LE GÉNÉRAL OLIVIER. — Votre père a cent fois raison, mon cher Marik ; notre parti compte des hommes dévoués, pleins de foi, d’intelligence, d’énergie, de patriotisme ; ils l’ont vaillamment prouvé depuis trois jours ; mais aucun deux n’a un nom, et en temps de révolution, pour fonder un gouvernement, il faut presque toujours un nom ; or, La Fayette en possédait un, et à défaut de lui, le duc d’Orléans, ayant aussi, lui, un nom, son succès s’explique.

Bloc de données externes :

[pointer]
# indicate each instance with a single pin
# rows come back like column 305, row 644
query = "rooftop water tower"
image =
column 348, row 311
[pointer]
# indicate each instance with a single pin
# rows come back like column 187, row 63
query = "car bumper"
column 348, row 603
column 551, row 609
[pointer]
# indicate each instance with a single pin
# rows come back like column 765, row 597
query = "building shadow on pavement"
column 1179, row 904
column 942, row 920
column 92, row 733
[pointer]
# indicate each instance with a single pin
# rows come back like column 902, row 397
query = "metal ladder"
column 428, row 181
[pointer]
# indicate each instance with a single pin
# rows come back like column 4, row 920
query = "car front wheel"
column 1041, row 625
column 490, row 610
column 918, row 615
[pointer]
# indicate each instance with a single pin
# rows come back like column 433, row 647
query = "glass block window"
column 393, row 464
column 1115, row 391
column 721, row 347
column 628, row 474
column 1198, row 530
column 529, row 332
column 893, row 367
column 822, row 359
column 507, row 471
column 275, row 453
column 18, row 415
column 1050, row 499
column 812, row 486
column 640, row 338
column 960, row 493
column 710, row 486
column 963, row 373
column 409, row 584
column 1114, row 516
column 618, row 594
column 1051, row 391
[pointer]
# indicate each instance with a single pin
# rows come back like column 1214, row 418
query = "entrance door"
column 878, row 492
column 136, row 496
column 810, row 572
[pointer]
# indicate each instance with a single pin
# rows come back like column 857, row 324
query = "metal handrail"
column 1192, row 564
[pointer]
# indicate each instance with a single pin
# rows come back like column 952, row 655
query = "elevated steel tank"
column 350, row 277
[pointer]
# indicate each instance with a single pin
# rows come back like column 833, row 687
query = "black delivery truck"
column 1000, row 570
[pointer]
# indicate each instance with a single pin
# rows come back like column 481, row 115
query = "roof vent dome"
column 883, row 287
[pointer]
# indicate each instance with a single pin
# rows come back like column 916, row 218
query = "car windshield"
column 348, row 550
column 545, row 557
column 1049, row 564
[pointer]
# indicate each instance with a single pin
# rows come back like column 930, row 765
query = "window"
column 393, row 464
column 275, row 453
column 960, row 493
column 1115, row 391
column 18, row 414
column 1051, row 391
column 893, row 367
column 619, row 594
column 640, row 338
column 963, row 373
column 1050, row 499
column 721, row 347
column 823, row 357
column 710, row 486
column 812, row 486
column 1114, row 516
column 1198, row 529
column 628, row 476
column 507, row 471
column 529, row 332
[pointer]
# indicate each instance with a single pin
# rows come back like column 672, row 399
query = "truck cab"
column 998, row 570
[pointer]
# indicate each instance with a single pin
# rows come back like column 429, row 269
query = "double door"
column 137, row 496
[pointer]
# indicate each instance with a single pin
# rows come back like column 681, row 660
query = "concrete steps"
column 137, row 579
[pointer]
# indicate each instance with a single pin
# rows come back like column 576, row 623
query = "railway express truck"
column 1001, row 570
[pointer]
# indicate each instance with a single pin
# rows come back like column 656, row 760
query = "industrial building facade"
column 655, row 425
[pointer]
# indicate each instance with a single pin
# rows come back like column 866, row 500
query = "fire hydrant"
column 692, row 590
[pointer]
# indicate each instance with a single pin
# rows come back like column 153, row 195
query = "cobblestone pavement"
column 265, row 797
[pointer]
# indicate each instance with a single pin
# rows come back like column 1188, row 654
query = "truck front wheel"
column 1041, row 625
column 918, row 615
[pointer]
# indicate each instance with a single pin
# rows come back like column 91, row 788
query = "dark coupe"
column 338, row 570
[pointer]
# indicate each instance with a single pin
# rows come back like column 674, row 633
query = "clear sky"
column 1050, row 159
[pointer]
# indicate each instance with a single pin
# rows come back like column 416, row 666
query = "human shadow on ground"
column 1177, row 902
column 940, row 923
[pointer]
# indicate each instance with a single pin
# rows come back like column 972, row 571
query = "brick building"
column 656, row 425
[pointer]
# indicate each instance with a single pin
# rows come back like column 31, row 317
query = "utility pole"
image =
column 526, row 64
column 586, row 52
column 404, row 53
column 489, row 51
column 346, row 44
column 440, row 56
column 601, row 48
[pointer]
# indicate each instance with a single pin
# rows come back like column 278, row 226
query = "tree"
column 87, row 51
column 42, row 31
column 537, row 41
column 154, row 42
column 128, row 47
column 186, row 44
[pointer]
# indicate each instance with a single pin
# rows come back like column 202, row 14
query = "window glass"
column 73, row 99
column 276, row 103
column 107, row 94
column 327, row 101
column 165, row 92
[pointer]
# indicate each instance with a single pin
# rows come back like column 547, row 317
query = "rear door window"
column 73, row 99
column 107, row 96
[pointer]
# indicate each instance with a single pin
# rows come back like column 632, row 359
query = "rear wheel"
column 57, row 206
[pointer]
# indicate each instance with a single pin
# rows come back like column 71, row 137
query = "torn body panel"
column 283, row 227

MARIK. — Cela est fatal, mais juste !

JEAN LEBRENN. — Voici en deux mots, cher fils, ce qui s’est passé : La majorité des 221, personnifiée dans Casimir Périer, Dupin, Sébastiani, Guizot et autres, a été épouvantée lorsqu’elle a vu l’insurrection devenir formidable dès le 28 : car, si elle était vaincue, les 221 seraient regardés comme ses instigateurs, et victorieuse, elle pouvait amener la république. Ils ont donc déclaré dans leurs réunions particulières qu’ils regardaient toujours Charles X comme leur roi légitime, et que s’il révoquait les ordonnances et changeait son ministère, il fallait à tout prix conserver la branche aînée ; aussi, pénétrés de cette pensée, se sont-ils rendus, le 28, auprès du maréchal Marmont, afin de le supplier de faire cesser le feu, déclarant que si les ordonnances étaient rapportées, Paris rentrerait dans le devoir.

MARIK. — Et au nom de qui parlaient-ils ces couards ?

DURESNEL. — Parbleu ! ils parlaient au nom de leur peur !

JEAN LEBRENN. — Absolument ; mais le prince de Polignac, aussi têtu que Charles X, et plein de confiance dans l’armée, ne voulut, ni le 27 ni le 28, entendre aucune proposition.

LE GÉNÉRAL OLIVIER. — Un aide-de-camp de Marmont m’a, ce matin, rapporté ce mot incroyable de M. de Polignac. Le maréchal avait envoyé, le 29, cet officier prévenir cet étrange premier ministre qu’un régiment fraternisait avec le peuple, que les troupes étaient harassées, rebutées, et qu’il fallait à tout prix faire des concessions, sinon la royauté était perdue. — « Si les troupes manquent à leur devoir, — dit M. de Polignac, avec un sang-froid imperturbable, — que l’on tire sur elles comme sur le peuple. » — Qui ça ? on, prince ? — demanda l’officier ébahi. — Les fidèles serviteurs du roi, » — répond M. de Polignac en tournant le dos à l’aide-de-camp.